Users shouldn't have to search around to find out what the game's premise is,
and what the gameplay is like.

Also, I may be a stickler for grammar, but I'm sure there are others who
notice that "To celebrate the launch of our RainbowNinja iPhone Video Game."
isn't a proper sentence, and has incorrect capitalisation. Get a few trusted
people to proofread your copy before publishing it.

------
satyajit
What's your take on Facebook app development, from the monetization pt of
view. Also, I would like to further talk to you about these offline. Can you
please email me (address in profile).

------
psyklic
You may want to study how Facebook Applications marketed themselves and the
many ad networks that have evolved specifically for them.

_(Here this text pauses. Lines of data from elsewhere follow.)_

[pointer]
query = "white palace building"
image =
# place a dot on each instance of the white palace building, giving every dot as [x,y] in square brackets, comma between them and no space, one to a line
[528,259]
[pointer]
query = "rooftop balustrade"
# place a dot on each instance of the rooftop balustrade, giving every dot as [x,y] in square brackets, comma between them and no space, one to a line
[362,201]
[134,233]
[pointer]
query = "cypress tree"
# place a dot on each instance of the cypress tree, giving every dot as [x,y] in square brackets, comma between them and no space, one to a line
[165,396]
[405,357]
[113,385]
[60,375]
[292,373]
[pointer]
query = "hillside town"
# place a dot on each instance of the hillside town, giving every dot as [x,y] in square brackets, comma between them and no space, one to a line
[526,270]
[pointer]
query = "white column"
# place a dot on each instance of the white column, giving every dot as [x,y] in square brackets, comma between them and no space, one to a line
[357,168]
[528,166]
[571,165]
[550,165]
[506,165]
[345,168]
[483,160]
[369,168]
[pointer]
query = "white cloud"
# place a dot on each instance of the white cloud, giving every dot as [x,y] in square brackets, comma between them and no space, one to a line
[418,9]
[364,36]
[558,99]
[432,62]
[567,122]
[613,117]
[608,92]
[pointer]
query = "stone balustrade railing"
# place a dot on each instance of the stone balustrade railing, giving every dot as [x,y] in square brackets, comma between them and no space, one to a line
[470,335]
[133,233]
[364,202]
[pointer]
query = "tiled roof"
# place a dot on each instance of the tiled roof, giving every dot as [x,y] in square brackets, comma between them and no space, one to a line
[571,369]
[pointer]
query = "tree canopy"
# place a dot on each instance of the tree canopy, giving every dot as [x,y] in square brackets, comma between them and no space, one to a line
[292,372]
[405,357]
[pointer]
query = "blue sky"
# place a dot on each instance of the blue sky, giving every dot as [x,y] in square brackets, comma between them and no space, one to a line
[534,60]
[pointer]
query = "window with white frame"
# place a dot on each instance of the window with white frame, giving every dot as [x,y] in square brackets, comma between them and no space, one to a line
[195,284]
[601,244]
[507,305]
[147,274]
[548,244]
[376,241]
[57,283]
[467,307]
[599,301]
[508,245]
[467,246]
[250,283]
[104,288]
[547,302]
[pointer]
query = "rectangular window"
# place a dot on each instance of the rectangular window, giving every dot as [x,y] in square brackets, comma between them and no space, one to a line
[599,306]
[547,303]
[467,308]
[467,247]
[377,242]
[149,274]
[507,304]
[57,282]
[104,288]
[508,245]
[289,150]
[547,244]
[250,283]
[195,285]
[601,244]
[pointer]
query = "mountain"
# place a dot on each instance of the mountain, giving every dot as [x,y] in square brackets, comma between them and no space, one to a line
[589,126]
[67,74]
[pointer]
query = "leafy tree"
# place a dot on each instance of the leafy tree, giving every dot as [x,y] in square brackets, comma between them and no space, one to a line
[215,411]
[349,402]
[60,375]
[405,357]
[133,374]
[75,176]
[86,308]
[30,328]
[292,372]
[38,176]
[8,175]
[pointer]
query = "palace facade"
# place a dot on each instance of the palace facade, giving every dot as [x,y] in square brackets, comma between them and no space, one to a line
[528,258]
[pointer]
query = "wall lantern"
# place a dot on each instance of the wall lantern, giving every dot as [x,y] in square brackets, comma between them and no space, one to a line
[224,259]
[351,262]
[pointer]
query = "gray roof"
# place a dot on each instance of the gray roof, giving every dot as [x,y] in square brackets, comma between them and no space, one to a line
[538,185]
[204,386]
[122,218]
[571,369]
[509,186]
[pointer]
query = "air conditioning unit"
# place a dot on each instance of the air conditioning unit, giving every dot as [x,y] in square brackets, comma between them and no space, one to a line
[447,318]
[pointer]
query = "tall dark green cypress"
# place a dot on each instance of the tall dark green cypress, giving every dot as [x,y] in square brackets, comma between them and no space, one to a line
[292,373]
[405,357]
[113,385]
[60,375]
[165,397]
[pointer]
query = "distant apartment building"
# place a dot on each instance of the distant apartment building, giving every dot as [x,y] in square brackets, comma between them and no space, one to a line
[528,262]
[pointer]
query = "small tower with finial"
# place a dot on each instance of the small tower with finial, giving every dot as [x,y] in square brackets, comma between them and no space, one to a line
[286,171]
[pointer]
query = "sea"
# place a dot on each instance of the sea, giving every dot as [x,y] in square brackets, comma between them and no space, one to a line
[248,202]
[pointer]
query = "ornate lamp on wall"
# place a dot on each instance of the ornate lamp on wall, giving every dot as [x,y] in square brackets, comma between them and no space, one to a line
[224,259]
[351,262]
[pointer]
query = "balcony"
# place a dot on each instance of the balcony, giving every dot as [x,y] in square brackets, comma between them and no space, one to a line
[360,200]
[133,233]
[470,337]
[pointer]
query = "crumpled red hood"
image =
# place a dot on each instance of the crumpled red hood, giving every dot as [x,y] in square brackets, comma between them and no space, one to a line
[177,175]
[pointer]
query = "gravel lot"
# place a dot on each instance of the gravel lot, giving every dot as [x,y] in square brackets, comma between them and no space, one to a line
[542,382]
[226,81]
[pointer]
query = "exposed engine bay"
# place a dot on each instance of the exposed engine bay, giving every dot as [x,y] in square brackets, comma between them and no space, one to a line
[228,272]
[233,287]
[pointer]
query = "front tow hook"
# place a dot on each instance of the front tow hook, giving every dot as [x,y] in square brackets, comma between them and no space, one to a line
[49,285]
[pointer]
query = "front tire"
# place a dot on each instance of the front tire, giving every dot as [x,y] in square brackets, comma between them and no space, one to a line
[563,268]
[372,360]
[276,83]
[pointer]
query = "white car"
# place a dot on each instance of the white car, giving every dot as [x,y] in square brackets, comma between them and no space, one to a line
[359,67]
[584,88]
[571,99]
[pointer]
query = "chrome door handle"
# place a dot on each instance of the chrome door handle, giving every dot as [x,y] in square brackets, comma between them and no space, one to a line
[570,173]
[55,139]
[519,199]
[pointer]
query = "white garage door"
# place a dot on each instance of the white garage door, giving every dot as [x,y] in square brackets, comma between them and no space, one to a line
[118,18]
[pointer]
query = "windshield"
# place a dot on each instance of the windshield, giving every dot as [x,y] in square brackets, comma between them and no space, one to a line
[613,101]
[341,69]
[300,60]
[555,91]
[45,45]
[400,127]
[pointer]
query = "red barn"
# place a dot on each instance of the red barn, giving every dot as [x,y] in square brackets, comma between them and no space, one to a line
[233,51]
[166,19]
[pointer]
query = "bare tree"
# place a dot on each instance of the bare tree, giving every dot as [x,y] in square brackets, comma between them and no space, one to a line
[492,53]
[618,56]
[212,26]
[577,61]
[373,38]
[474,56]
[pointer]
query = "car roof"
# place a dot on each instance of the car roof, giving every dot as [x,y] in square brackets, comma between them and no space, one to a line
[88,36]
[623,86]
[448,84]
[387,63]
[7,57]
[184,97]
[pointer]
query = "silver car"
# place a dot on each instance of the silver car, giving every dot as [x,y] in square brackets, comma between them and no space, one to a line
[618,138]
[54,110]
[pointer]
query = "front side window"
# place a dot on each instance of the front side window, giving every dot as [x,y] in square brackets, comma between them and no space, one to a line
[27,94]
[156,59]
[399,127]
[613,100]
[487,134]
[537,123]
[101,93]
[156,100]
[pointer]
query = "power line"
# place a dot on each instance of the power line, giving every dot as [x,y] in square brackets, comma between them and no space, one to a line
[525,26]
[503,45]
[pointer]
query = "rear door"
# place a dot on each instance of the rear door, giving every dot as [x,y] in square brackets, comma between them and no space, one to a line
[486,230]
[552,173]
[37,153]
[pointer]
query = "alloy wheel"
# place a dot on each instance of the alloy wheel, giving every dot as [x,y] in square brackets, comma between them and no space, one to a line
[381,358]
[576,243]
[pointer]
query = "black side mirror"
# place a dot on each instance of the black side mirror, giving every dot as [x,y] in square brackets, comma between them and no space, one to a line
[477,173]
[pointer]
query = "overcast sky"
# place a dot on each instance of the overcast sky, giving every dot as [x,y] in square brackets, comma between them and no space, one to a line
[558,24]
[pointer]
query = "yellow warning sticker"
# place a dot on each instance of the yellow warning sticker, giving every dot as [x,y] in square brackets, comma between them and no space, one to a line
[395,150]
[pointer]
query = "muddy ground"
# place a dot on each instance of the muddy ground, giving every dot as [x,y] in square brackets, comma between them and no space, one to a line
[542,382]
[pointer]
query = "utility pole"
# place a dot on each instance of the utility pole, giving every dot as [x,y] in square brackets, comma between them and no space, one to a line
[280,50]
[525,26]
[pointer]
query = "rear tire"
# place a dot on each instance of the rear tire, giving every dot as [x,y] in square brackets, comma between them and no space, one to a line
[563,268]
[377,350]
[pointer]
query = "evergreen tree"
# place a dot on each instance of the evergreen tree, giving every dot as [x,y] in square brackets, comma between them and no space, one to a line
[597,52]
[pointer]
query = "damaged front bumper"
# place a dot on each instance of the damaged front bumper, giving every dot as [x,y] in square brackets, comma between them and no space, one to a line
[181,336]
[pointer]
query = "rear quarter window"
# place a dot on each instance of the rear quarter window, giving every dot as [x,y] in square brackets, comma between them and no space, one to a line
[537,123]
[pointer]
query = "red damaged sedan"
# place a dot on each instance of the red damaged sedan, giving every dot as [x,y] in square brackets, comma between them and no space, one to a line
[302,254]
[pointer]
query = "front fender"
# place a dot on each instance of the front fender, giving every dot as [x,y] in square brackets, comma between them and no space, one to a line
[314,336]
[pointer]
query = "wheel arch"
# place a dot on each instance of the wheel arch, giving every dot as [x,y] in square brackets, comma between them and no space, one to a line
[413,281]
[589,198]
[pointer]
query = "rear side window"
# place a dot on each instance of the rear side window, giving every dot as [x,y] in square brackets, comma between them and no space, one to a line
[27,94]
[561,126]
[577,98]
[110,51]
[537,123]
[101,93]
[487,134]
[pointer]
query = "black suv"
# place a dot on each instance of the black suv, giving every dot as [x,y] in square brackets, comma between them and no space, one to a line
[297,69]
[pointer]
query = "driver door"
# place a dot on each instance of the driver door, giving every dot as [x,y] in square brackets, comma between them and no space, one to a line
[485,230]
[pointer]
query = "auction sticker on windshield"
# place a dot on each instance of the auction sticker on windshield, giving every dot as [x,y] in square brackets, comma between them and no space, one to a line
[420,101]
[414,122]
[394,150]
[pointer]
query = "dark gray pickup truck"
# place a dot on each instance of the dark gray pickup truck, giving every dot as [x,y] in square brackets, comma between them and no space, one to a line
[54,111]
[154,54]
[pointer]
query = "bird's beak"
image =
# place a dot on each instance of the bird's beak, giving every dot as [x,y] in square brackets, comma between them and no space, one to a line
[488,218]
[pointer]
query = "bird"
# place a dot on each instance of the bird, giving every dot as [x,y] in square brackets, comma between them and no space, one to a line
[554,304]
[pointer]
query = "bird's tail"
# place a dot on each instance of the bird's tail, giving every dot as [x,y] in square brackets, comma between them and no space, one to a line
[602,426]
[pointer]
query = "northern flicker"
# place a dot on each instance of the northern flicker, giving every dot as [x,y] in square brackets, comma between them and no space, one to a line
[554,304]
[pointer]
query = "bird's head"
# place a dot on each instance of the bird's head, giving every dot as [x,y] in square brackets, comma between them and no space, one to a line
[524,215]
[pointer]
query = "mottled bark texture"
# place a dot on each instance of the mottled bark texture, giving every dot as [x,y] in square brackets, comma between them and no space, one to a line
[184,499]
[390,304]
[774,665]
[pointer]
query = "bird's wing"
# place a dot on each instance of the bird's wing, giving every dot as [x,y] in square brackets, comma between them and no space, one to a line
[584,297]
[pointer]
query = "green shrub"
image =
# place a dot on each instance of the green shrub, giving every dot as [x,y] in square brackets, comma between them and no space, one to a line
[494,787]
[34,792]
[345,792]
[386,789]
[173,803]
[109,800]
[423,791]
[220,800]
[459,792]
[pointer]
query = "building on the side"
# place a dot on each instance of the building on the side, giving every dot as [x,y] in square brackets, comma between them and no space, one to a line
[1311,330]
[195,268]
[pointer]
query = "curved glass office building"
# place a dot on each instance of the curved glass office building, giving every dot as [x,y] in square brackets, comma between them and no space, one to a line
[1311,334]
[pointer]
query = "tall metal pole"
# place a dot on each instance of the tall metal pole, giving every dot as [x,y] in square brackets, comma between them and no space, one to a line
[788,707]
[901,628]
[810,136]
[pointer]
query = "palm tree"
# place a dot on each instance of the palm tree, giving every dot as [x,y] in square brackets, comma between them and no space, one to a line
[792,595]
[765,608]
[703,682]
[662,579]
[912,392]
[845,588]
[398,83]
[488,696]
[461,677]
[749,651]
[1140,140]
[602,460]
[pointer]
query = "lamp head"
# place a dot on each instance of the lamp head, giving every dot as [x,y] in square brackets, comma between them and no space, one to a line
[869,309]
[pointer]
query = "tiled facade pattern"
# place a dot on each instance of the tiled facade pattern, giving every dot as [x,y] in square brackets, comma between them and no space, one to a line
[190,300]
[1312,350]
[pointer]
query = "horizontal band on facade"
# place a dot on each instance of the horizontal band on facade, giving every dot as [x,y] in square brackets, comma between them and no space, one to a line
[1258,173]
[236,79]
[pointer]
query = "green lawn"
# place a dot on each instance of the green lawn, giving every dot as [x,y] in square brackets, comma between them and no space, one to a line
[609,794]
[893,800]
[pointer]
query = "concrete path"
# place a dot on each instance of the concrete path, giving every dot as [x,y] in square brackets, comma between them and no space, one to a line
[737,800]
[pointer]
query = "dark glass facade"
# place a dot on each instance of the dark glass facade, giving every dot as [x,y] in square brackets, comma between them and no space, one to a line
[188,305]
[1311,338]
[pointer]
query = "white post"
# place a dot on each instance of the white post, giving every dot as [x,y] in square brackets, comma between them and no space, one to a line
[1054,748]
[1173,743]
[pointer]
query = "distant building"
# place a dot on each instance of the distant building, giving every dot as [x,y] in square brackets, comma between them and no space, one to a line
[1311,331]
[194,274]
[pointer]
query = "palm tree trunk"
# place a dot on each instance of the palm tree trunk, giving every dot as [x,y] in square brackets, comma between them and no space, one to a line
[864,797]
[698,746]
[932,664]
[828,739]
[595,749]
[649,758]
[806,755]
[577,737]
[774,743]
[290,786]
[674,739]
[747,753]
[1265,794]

Unfortunately, the Facebook App market is inundated with new apps, and to date
I don't believe that there exists a good marketing strategy for newcomers. In
fact, I believe that some categories of apps simply will not catch on no
matter how much they are marketed, e.g. those which require a purchase.

Best of luck!

------
alaskamiller
Facebook marketing was the same way. During the platform release last summer
most of the advertising cash came from other Facebook apps that wanted ad
placement. By now that sort of ponzi scheme has died off; the gold rush's
over.

Coudal has run the Deck for about 4 years now. Their premium CPMs comes from
the fact that the majority of their site partners are high quality and run
little or no advertisement at all to begin with. Line up a couple fly-by-night
iPhone review sites running on WordPress.com and it's highly doubtful you'll
get the same result; doubtful many will even give you exclusivity when
properly spec-ed AdSense can make money too. Do you have enough cash to get
AppleInsider.com, MacNN.com, or MacRumors.com's attention to custom design
campaigns with you?

Have you considered talking to the handful of established iPhone advertising
networks available? Medialets.com? AdMob.com? PurpleTalk.com?

EDIT: Looking at your site, have you considered starting your marketing
domination with the website? An explanation of what the game is foremost,
iTunes links, more focus on the screenshots, the $500 challenge, and
everything? You can fit all that content onto a single page instead of this
awkward ascending news style. Even a title tag might go a long way.